3.It is not denied that the sale can no longer be set aside for any irregularity in its conduct, however material it may be, but it is urged that the absence of attachment is not a mere irregularity but one that affects the jurisdiction of the executing Court to sell immoveable property. It has been held in Sheodhyan v. Bholanath (1899) A.W.N. 84. that it is only an irregularity; I entirely agree with the view expressed there and with the observations of the learned Judges as to the object of attachment. Attachment is only a step to be taken by the executing Court in bringing to sale the properties of a judgment-debtor. If such a step is omitted the sale can be set aside only if it has resulted in substantial loss, and once the sale is confirmed the objection can no longer be urged.
4.It was next argued that we should take no notice of what happened after the date of the Subordinate Judge's order appealed against, but set it aside if we think it erroneous and leave the parties to take such further steps as they liked.
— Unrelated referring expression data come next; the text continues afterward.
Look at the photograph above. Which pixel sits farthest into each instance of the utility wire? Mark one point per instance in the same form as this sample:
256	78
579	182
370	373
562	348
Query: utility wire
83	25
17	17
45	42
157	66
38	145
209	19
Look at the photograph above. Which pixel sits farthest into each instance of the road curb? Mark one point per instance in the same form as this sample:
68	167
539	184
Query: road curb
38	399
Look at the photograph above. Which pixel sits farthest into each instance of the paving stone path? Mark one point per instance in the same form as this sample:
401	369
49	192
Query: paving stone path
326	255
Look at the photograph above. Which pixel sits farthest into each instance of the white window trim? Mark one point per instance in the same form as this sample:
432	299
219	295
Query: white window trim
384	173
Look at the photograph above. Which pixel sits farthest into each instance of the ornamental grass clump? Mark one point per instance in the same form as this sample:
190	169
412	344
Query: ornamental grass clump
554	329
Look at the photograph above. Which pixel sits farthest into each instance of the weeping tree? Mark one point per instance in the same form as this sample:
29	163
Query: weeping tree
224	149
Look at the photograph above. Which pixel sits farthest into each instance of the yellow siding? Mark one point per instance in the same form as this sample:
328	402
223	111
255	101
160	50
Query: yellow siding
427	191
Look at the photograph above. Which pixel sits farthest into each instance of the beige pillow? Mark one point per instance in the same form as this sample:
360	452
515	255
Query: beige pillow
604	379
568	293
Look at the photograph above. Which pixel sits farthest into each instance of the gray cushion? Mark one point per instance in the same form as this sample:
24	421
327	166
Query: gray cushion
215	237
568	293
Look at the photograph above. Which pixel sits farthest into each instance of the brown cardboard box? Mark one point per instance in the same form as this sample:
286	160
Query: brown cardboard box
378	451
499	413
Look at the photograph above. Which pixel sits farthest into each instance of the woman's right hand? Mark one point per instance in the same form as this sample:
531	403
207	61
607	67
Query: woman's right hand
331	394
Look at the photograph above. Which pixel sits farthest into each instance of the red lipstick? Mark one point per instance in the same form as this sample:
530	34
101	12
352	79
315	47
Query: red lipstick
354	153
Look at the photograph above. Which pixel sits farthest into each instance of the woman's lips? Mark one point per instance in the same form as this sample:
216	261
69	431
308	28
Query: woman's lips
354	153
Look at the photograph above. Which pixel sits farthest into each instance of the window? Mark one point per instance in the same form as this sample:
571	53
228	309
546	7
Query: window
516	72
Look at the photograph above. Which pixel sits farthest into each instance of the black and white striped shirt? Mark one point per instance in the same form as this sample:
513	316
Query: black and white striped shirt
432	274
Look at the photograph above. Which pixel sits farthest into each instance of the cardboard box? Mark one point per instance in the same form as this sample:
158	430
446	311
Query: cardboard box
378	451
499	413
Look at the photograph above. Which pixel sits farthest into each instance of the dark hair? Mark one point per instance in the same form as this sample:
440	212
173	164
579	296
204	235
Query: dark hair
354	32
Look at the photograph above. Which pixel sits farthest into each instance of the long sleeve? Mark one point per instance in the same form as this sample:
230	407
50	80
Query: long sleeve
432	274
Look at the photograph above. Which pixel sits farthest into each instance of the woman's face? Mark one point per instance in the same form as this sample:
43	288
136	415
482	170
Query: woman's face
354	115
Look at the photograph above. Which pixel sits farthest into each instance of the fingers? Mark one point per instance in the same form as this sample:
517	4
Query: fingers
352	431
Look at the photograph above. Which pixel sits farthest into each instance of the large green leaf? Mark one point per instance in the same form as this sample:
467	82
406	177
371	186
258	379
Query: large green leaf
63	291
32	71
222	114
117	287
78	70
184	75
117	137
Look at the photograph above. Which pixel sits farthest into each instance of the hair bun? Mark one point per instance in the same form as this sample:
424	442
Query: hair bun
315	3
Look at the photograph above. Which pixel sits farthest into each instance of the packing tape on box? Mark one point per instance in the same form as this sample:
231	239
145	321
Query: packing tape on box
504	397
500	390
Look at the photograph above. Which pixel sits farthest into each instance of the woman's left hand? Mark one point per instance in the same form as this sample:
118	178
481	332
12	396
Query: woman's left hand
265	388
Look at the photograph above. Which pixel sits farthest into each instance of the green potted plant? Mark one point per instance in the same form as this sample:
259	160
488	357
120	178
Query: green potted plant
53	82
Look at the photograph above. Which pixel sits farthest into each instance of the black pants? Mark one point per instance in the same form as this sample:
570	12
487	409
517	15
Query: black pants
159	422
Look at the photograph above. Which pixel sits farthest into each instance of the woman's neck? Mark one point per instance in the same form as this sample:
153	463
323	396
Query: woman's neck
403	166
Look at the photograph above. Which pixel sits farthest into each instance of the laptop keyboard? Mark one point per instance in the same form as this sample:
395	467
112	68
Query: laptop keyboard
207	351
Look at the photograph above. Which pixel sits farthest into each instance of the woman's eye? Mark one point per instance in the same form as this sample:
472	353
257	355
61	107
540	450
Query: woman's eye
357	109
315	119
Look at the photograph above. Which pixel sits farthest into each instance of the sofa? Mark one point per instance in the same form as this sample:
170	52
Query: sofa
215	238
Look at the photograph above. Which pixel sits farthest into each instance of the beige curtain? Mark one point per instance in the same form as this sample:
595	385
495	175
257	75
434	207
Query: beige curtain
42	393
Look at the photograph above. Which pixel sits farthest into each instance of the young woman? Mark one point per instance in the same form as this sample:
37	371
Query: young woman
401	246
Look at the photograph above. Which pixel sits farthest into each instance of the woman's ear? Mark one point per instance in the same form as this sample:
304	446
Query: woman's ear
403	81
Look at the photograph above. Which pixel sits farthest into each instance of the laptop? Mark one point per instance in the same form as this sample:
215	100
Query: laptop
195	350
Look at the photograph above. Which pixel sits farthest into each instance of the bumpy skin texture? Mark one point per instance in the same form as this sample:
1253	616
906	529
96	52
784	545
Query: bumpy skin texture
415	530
I do not think it right to do so when we know that the proceedings in execution have reached a stage where the objection regarding want of attachment is no longer material and will not affect the concluded sale. It seems to me that Section 99, Civil Procedure Code, shows the principle to be adopted in appeals; and we should not reverse the order of the first Court on a point which is of no importance now and which does not affect the merits of the case. The learned Vakil for the appellants has cited the observations at the end of the judgment of Chitty, J., in Nomuna Bibi v. Hoshun Meah 9 Ind. Cas. 558. as in his favour. The question, however, does not seem to have been fully argued before the learned Judges as there is no reference to it in the judgment of Coxe, J, at all. With all respect to the learned Judge, I am unable to follow his view. The decision of the Privy Council in Zain-ul-abdin Khan v. Muhammad Asghar Ali Khan 10 A. s166 also cited for the appellants, has no application, as that was a case where the decree itself in execution of which the sale took place had been subsequently modified; the sale there was thus an incompetent sale and could be upheld only in favour of strangers purchasers not parties to the decree. In the case before us, the absence of attachment did not invalidate the sale without loss being proved; and that question has now been settled against the defendants by the rejection of their application under Order XXI, Rule 90. The fact, therefore, that the plaintiffs-decree-holders were themselves the purchasers here, is of no importance; the sale in their favour has been confirmed and is valid.
5.I am, therefore, of opinion that the defendants' appeal fails on the last ground urged by the respondents' Vakil and it is not necessary for us to consider the correctness of the first two points argued. I will dismiss the appeal with costs of first respondent.